The company, which provides drinking water to households in Southampton and Hampshire as well as Kent, Sussex and the Isle of Wight, plans to import up to 45 million litres of water a day.

The regional monopoly, which is one of the biggest UK water firms, is in early-stage talks with the Extreme Drought Resilience Service, a private UK company that supplies water by sea tanker, according to the Financial Times (FT).

Tim McMahon, Southern Water’s managing director for water, said importing supplies would be a “last-resort contingency measure” in the event of an extreme drought in the early 2030s.

It comes as most of the company’s supplies are currently abstracted from groundwater and globally rare chalk streams.

The Environment Agency has warned that overreliance on these sources can cause environmental damage, increasing the risk of droughts even further.

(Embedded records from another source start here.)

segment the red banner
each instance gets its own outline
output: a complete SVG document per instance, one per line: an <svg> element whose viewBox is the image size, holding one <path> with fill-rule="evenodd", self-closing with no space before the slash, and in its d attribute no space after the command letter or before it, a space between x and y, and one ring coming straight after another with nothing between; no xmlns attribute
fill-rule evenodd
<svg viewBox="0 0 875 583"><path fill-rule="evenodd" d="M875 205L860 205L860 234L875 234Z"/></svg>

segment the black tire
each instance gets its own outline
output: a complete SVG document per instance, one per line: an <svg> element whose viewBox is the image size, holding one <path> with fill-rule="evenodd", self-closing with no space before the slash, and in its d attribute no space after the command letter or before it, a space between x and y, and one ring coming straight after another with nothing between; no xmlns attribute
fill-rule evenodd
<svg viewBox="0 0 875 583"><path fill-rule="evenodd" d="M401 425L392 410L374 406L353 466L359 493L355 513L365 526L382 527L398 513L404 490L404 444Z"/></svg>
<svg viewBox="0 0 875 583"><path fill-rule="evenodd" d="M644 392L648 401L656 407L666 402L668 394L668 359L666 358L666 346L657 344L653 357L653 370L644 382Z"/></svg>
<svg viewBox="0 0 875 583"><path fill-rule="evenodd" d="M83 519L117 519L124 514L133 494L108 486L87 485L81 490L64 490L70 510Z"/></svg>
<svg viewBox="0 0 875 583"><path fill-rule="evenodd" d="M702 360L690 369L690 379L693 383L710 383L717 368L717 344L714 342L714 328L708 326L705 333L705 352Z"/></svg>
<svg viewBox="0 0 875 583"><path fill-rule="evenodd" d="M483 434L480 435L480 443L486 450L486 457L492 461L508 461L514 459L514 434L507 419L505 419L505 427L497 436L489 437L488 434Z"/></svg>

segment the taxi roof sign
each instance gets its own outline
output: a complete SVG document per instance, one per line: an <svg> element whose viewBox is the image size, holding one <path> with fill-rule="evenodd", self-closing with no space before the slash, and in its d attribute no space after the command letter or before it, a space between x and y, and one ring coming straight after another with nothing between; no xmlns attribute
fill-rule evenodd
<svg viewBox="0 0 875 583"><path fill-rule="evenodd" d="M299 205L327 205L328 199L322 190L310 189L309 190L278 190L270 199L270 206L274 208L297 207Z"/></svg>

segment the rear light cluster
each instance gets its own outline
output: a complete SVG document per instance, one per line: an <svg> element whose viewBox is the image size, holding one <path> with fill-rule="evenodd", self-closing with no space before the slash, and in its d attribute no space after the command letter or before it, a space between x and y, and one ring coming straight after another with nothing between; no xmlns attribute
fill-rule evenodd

The regulator has ordered the company to make dramatic reductions by 2030, although Southern has recently admitted it may need to keep taking water from the rivers until as late as 2035 due to delays in shifting to new water sources.

Southern plans to pay for the shipped water from customers’ bills, the FT reported, adding that imports tend to be expensive because of weight and the additional processing required.

Mr McMahon said the possibility that it would need to import water is “very remote”.

Mr McMahon said: “Importing water would be a last resort contingency measure that would only be used for a short period in the event of an extreme drought emergency in the early 2030s – something considerably worse than the drought of 1976.

“We’re committed to continuing to work with our regulators on developing the right solutions to meet the challenge of water scarcity, while protecting the environment.”

According to water regulator Ofwat, currently around a fifth of water running through pipes is lost to leakage.

Droughts are becoming more frequent and parts of England came close to running out of water in 2022 during one of the driest summers on record.

Southern Water’s situation is particularly acute, with the firm saying it would face a shortfall of 166mn litres a day in Hampshire during a drought.